I have an amazing management group of women that work with me. The blog would not be what it is today without them (and those who share their stories, of course). ElleAfrique is successful because of the entire group.

@ElleAfrique is a platform dedicated to telling the stories of the everyday African woman Click To Tweet

Are there stories about African women begging to be told that no one is telling but should?

I believe the stories of our mothers and grandmothers are absent in magazines and media in general.  However, they are important because these matriarchs, through their life experiences, have shaped today’s African woman.

Through modernization, civilisation and the mass exodus of many towards the “Western world”, many of our traditions and stories have been lost. Writing and reading about them will strengthen our connection to our past and bring greater perspective to our present.

What’s your advice to anyone starting an online African magazine?

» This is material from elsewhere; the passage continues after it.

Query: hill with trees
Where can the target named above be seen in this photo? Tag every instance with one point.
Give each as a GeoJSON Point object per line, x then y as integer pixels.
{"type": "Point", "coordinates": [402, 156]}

Having a unique niche is great, but even if that niche is already being covered elsewhere you can always turn your model into something that is still appealing to future readers.

Starting an online magazine isn’t as hard as you might think, but you must be prepared to work really hard. Your small idea can become a household name!

When I started ElleAfrique, it was being managed by someone else because I knew nothing about blogging. But I took the time to learn about web design and building a blog. Knowledge of online marketing was also an advantage and an important area to be familiar with.

Salha Kaitesi - What's important is uniqueness because there are thousands of blogs out there Click To Tweet

What does the future hold for ElleAfrique?

The African woman is multifaceted, multitalented and multicultural and it is because of this that we want all of her represented. I think the best way to achieve this is to have at least one contributor from each country in Africa.

We want to attract brands that cater to African women and to be a bridge for businesses to reach their target market. Ultimately, our mission is to change the narrative about the African woman, and who better to do this than the everyday African women, living on the continent or in the diaspora.